Itu adalah siang hari yang biasa seperti hari-hari lainnya. Hanya saja entah mengapa Bima serta Nanda merasakan banyak perubahan.
"Pah, kapan Paman Palakka pulang?" tanya Nanda kepada Bima dengan wajah sedih. Dia berharap Palakka pulang pagi ini, namun sudah siang hai Palakka belum juga kembali.
"Papah tidak tahu sayang, tapi yang jelas Paman Palakka mungkin punya kesibukan," ujar Bima kepada Nanda.
"Iya deh. Nanda ngerti kalau Paman lagi sibuk," begitu yang dikatakan oleh Nanda dengan nada kecewa. Dia lalu memilih untuk pergi ke kamarnya dan melakukan apapun untuk menghibur diri.
Tidak jauh yang sering di lakukan Nanda adalah main rumah-rumahan, dengan perabotan mainan di kamarnya. Bima yang melihat putri semata wayangnya sedih tidak bisa melakukan apapun, karena apa yang akan dilakukan oleh Palakka tidak bisa ia perkirakan.
***
Di lain tempat, di ujung tempat gelap sudah ada gerombolan makhluk yang sepertinya marah dan tampak mendengus terhadap sesuatu di sebrang bagian tempat tersebut.

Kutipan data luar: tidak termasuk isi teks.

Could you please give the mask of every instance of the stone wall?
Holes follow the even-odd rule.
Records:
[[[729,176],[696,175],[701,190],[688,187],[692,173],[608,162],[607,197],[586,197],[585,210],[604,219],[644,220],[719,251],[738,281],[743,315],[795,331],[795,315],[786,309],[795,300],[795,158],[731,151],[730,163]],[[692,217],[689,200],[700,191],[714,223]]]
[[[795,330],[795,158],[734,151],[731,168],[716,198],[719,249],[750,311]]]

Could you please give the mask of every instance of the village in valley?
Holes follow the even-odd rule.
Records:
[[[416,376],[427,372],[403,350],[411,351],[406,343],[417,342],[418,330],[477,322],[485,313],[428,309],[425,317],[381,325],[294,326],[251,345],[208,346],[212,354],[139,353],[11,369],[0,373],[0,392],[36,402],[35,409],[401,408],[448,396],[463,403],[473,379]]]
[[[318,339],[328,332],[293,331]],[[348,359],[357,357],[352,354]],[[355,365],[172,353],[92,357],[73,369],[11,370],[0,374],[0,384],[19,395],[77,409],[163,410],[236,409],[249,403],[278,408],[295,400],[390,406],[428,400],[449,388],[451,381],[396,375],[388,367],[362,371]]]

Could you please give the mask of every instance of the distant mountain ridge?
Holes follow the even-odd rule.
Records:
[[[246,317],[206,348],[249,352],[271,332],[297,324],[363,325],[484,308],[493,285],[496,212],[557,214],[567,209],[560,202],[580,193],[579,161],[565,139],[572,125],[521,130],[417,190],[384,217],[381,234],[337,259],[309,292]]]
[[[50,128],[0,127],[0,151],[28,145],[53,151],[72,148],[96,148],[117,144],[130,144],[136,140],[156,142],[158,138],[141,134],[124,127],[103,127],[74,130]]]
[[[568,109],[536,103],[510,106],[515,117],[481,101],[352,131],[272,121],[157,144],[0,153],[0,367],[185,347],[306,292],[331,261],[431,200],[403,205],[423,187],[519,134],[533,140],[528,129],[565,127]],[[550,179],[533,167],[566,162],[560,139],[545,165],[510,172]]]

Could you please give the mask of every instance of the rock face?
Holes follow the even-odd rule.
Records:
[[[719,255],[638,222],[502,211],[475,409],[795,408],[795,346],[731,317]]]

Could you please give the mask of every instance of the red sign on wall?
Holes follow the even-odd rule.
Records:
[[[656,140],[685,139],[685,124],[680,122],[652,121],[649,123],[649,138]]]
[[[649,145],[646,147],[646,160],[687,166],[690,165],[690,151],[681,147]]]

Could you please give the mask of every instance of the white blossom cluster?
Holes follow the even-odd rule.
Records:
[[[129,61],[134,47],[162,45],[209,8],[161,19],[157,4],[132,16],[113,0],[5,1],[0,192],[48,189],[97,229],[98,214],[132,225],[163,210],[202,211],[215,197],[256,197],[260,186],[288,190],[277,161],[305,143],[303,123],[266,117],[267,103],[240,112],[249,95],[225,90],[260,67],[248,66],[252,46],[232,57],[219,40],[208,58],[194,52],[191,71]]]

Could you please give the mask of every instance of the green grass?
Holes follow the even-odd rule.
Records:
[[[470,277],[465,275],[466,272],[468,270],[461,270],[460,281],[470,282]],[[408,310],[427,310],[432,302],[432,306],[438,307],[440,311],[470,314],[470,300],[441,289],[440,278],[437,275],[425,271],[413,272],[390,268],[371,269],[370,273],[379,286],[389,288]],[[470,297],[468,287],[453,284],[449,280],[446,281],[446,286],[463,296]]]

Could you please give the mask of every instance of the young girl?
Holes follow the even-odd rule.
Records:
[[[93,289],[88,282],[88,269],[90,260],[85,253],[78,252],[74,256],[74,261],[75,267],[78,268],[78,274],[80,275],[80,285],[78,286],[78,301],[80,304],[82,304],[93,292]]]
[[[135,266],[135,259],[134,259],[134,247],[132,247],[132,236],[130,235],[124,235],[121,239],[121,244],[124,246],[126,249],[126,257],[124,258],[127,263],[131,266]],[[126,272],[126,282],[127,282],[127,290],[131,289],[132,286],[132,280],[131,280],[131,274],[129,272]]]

Kabut tebal menyelimuti tempat itu. Makhluk bergerombolan itu terlihat memiliki lengan dan kaki yang panjang, tubuh berbulu hitam mengkilap, jari-jari panjang hitam legam dan kuku-kuku runcing yang tajam, mata merah menyala terang dengan mulut bergigi taring panjang yang terus mengalir darah hitam dari mulutnya. Menatap dengan tajam ke arah bayangan hitam darii balik kabut.
Cring, cring, cring.
Suara langkah kaki yang di iringi oleh suara lonceng mengiringi bayangan gitam itu terus berjalan mendekat. Dari balik kabut itu, ada sesuatu yang membuat gerombolan makhluk menakutkan layaknya monyet raksaksa yang bengis terus waspada.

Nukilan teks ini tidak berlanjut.